Forty-five mesozooplankton taxa were registered at Suape Bay (Table 1). The most abundant taxa at the dry season were copepods (70% to 90% dominance) and at the rainy season, copepods and decapod larvae. The remaining taxa showed mean relative abundances lower than 10%. Among the copepods, the species Acartia lilljeborgi, Parvocalanus crassirostris, Oithona hebes, Corycaeus (C.) speciosus and Temora turbinata were frequent at Suape Bay (Table 1). Other frequent taxa were Sagitta tenuis, Oikopleura dioica, and brachyuran zoeae. The mesozooplankton composition in November/1997 (before reef breakup), was characterized by an estuarine group dominated by Acartia lilljeborgi, Parvocalanus crassirostris, Oithona hebes, O. oswaldocruzi and Euterpina acutifrons. In December/1997 and ongoing months (during and after reef breakup) a coastal marine group such as Paracalanus quasimodo, P. indicus, Calanopia americana, Oncaea venusta, Corycaeus (C.) speciosus and Microsetella rosea began to occur at Suape Bay.

Zooplankton minimum abundance was 9 ind.m-3, (high tide, station 1, rainy season, May/1998) and maximum was 2,532 ind.m-3 (ebb tide, station 3, dry season, november/1997). The species Acartia lilljeborgi was by far the most abundant (2,076 ind.m-3), with an average density of 1,900 ind.m-3. Station 1 presented two large peaks in November, one at low tide and another one during high tide (Fig. 2).

 

 

Station 2 presented two smaller peaks in April, one during ebb and another during flood tides.
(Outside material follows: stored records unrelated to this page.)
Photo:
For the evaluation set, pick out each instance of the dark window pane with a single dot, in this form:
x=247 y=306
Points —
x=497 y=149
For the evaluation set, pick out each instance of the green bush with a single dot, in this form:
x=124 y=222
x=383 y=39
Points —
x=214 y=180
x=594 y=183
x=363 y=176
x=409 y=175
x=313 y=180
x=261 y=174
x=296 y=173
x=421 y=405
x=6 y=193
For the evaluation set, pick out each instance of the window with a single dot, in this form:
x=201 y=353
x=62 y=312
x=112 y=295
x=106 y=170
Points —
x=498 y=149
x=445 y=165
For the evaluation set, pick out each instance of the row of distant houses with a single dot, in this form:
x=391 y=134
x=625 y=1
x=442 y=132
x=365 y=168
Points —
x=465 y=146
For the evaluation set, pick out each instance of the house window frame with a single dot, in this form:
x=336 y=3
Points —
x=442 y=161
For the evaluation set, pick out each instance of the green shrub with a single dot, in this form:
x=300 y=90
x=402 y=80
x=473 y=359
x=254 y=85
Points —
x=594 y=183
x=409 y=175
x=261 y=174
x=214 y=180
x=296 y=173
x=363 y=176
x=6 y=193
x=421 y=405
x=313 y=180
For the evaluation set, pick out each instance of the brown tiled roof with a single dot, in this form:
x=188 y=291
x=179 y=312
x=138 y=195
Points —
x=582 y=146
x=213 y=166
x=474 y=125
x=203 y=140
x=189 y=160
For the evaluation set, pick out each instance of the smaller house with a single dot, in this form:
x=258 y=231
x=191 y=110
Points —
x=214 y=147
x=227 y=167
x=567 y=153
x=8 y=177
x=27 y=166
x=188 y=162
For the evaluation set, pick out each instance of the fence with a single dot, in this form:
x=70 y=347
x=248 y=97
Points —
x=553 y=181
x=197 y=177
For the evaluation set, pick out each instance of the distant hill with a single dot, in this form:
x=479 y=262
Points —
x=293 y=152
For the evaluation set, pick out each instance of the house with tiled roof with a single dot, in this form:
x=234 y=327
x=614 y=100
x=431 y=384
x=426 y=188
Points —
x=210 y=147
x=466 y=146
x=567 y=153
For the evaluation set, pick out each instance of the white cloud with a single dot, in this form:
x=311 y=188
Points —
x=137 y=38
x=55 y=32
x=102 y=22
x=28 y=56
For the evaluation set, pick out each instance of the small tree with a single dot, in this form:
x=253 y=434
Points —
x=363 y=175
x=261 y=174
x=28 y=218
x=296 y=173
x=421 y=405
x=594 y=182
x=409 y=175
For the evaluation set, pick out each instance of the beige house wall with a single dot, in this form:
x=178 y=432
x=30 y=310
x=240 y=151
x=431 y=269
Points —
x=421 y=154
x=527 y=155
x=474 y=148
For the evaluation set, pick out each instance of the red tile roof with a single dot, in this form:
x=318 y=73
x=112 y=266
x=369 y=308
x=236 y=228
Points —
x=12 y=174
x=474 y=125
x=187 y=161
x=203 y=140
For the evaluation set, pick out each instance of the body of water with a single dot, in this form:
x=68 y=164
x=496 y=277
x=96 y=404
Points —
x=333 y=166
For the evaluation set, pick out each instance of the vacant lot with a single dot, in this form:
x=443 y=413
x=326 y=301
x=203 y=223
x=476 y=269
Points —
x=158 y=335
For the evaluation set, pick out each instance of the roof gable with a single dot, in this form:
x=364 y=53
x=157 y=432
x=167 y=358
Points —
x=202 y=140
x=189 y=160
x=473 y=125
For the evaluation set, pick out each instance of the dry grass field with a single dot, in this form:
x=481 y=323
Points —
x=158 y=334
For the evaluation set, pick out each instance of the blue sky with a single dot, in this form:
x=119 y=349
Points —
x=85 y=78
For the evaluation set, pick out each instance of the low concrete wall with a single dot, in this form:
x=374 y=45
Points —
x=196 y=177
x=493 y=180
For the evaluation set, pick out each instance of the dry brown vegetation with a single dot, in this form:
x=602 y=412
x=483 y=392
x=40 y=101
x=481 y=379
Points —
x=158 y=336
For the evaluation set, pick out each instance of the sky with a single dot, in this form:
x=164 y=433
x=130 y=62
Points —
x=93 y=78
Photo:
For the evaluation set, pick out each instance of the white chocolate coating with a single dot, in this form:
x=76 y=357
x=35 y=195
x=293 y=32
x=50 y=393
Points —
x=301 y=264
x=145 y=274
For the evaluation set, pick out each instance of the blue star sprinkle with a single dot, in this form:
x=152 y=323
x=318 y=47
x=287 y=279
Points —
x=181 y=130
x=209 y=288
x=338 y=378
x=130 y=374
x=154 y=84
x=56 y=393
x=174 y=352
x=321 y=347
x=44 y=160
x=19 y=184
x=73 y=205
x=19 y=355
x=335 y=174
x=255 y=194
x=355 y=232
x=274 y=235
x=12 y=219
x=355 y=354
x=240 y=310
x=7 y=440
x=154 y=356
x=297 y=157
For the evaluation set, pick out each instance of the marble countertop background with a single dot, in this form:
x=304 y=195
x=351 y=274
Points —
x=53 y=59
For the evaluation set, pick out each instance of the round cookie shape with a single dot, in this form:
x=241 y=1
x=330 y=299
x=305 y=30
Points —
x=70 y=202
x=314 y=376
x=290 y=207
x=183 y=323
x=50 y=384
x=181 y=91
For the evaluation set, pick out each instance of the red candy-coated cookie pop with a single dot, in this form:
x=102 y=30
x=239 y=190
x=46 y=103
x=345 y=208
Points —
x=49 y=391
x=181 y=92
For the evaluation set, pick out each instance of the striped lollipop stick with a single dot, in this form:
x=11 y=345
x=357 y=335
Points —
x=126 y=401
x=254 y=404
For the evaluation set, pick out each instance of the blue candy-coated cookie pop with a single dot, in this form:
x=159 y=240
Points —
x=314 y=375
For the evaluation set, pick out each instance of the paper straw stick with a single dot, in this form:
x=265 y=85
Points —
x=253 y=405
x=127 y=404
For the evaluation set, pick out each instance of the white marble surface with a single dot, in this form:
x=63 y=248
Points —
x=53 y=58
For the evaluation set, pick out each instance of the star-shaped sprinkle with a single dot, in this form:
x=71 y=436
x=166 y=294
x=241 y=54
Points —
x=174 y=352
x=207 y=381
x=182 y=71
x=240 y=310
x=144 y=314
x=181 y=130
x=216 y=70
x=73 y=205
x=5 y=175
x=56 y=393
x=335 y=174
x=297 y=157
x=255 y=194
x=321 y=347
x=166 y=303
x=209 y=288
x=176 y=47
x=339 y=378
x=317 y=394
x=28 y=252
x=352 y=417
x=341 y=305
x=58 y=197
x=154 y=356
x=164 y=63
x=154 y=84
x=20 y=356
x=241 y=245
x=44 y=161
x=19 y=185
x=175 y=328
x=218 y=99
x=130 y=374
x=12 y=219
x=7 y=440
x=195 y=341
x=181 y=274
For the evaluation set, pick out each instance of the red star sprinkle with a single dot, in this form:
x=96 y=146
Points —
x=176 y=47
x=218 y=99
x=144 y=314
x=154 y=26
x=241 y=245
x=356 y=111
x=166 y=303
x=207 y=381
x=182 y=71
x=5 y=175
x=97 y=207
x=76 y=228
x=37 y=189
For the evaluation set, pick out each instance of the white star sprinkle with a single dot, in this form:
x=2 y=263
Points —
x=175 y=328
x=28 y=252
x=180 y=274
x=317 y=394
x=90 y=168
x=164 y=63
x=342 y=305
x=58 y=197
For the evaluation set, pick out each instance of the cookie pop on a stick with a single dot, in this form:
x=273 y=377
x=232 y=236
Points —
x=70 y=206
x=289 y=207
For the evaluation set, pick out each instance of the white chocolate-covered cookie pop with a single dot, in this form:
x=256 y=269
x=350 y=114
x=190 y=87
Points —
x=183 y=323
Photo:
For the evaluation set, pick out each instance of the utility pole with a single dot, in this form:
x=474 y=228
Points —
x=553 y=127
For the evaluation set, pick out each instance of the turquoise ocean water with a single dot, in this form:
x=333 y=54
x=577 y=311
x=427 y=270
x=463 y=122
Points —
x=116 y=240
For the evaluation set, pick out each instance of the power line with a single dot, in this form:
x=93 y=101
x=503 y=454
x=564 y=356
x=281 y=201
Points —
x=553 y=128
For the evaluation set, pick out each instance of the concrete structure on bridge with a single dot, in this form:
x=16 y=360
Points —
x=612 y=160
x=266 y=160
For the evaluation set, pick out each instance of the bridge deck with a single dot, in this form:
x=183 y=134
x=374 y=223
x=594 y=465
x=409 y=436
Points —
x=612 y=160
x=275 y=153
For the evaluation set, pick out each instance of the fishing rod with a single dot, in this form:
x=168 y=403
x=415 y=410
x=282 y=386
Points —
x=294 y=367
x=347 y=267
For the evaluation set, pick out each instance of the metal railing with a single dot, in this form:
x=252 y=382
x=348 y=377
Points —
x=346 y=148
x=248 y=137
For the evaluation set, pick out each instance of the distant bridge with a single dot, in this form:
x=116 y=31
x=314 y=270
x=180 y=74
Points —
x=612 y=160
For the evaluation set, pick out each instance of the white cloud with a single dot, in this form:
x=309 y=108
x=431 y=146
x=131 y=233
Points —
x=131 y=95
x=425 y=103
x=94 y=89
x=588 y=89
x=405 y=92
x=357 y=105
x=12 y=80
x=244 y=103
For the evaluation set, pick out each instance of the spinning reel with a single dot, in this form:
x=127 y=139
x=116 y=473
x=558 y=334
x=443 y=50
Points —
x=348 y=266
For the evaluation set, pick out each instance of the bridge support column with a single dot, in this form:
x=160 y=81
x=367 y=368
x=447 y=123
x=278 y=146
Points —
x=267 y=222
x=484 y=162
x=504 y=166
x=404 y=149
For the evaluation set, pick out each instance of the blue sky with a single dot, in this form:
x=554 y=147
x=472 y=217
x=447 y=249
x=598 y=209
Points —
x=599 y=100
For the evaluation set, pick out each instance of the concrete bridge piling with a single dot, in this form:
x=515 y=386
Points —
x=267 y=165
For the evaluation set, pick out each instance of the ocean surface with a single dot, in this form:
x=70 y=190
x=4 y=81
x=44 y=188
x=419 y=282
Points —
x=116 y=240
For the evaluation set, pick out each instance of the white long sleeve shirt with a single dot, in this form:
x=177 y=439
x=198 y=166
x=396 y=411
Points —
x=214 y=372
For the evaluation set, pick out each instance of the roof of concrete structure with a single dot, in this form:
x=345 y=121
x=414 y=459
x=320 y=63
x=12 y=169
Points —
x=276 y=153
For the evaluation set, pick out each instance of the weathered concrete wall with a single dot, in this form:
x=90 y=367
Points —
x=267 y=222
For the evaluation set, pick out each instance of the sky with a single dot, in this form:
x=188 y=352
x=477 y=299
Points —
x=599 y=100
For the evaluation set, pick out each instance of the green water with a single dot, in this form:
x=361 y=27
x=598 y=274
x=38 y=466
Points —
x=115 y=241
Station 3 had two high peaks in November (ebb and low tide) and one small in May (flood) (Fig. 2).

Species diversity varied from 0.77 bits.ind-1 (station 1, low tide, May/1998) caused by the dominance of brachyuran zoeae, to 3.87 (station 3, high tide, April/1998) (Fig. 3a). Average diversity was 2.55 bits.ind-1. Evenness varied from 0.28 (station 3, ebb, November/1997) to 0.95 (station 2, low tide, December/1997) (Fig. 3b); average was 0.68.

 

 

DISCUSSION

Mesozooplankton was dominated by Copepoda, which made up nearly 73% of total abundance. The dominance of Copepoda in Brazilian tropical estuaries has already been described by Tundisi (1970), Björnberg (1981) and Neumann-Leitão (1995). The most abundant species found in the present work were typical of coastal waters (Boltovskoy,1981), showing that the intense marine influx in Suape Bay, after the reef breakage, mainly at station 3, affected the zooplankton composition. High densities of

Acartia lilljeborgi, an estuarine copepod (Björnberg, 1981) were registered mainly in November/1997, before the reef breakage, when a typical estuarine community occurred in the bay.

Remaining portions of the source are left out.